D'où la monstruosité, qui touche à l'impossibilité de trouver la bonne distance. Un plan illustre parfaitement cette monstruosité, celui où l'on voit Emma, peintre au demeurant médiocre (et que Kechiche rend trop facilement antipathique), faire le "portrait" d'Adèle, allongée nue sur un divan. La position évoque l'Olympia de Manet, sauf qu'Adèle a les cuisses ouvertes, ce qui renvoie à l'Origine du monde de Courbet (il n'y manque que les poils)... Si le visage et le haut du corps convoquent le plan d'ensemble, le bas, lui, appelle le gros plan. La monstruosité, esthétiquement parlant, vient de cette juxtaposition des deux types de plans. Comme si Kechiche ne pouvait se contenter du plan large ou simplement rapproché (les scènes les plus réussies du film, scènes de rue ou de fête, sont justement en plans rapprochés), qu'il lui fallait s'approcher encore plus près (même si, dans le cas présent, et paradoxalement, le gros plan est vu de loin), croyant par là, en faisant durer les scènes, atteindre une quelconque vérité (quête naturaliste), alors que la bonne obscénité - telle qu'on la trouve chez Pialat ou encore Stroheim - consiste, à force de regarder, à travers le forçage du regard, à inverser le mouvement (c'est ce qui est regardé qui finit par sortir du plan et se rapprocher de celui qui regarde), pour faire émerger non pas la vérité mais cette part de mystère qui permet de mieux appréhender la réalité (souci réaliste).
Grémillon a écrit: "L'expression cinématographique cherche par le moyen des images et des sons le chemin qui conduit aux régions ignorées des êtres et des choses. Non par curiosité ou délectation mais pour y trouver ou y rejoindre plus exactement leur secret." Je ne sais pas si Kechiche est un curieux, au sens entomologique, scientifique, du mot, s'il est un jouisseur, au sens pervers, lacanien, du mot, ce qui est  sûr c'est que ce n'est pas un cinéaste sensualiste et encore moins un cinéaste du secret. Ce qui est sûr aussi, c'est que faire rougir les joues (et les fesses) d'une actrice, prendre le temps qu'il faut pour que la peau rougisse, ça plaît, ça plaît même beaucoup, et à tout le monde, jury de festival, critique, public. C'est que le cinéma de Kechiche est en phase avec son temps, celui où l'on s'émerveille de tout et de rien, de la Vie avec un gros V, prise sur le vif, comme d'une petite érubescence, les émotions à vif. C'est la vie, mais une vie prise très au sérieux, si sérieusement (la vie d'Abdel, le véritable artiste du film), qu'on se demande finalement si tout ça est bien vivant, du moins aussi vivant qu'on le dit. 

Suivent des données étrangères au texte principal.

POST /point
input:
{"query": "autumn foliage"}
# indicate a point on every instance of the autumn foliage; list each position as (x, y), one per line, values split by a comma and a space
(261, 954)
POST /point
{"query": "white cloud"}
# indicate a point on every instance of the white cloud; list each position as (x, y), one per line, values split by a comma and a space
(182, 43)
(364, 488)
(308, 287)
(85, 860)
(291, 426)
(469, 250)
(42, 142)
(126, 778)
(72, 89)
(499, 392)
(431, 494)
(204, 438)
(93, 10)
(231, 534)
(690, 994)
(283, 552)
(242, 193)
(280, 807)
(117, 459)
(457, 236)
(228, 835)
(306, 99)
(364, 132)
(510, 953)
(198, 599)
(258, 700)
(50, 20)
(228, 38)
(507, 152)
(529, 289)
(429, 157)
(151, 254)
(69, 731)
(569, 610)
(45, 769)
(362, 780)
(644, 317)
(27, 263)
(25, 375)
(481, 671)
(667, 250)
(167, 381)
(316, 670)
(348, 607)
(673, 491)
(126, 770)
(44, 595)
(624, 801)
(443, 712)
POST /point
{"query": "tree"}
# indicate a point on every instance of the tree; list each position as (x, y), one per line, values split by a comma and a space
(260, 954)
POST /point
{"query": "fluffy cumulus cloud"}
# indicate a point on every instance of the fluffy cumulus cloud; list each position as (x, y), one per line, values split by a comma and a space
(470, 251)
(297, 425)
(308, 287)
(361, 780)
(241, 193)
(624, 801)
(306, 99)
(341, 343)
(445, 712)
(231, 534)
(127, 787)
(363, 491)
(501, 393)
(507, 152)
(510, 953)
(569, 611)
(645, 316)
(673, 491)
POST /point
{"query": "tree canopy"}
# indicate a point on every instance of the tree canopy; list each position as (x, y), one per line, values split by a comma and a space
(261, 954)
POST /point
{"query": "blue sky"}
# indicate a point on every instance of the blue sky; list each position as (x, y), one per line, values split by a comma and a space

PS1. C'est vivant... à condition de s'en assurer. Et pour cela, rien de mieux qu'une goutte de citron (OK c'est facile, mais c'est justement pour ajouter un zest d'humour). Si ça "rougit" (la peau, les sentiments), c'est que c'est vivant, on peut l'avaler, tout avaler. Et la critique, serviette autour du cou, de s'écrier: "Aaaah que c'est bon!"

PS2. "L'huître, de la grosseur d'un galet moyen, est d'une apparence plus rugueuse, d'une couleur moins unie, brillamment blanchâtre. C'est un monde opiniâtrement clos. Pourtant on peut l'ouvrir: il faut alors la tenir au creux d'un torchon, se servir d'un couteau ébréché et peu franc, s'y reprendre à plusieurs fois. Les doigts curieux s'y coupent, s'y cassent les ongles: c'est un travail grossier. Les coups qu'on lui porte marquent son enveloppe de ronds blancs, d'une sorte de halos.
A l'intérieur l'on trouve tout un monde, à boire et à manger: sous un firmament (à proprement parler) de nacre, les cieux d'en dessus s'affaissent sur les cieux d'en dessous, pour ne plus former qu'une mare, un sachet visqueux et verdâtre, qui flue et reflue à l'odeur et à la vue, frangé d'une dentelle noirâtre sur les bords.
Parfois très rare une formule perle à leur gosier de nacre, d'où l'on trouve aussitôt à s'orner." (Francis Ponge)

PS3. Adèle Exarchopoulos est vraiment formidable. C'est la "perle" du film.

dimanche 13 octobre 2013

Grémillon (2)




Gueule d'amour [la fin] de Jean Grémillon (1937). [via C-buyspeedoo]

mardi 8 octobre 2013

Grémillon

Belle idée que celle des Cahiers d'avoir choisi Grémillon pour faire contrepoids à Kechiche dans leur numéro d'octobre. Le dossier qu'ils lui consacre est vraiment excellent. A lire donc.

En prime: "Jean Grémillon cinéaste de l'essentialité", le texte de Jean-Claude Guiguet, paru dans Cinéma 81, n°276, décembre 1981, et repris dans le recueil Lueur secrète (1992).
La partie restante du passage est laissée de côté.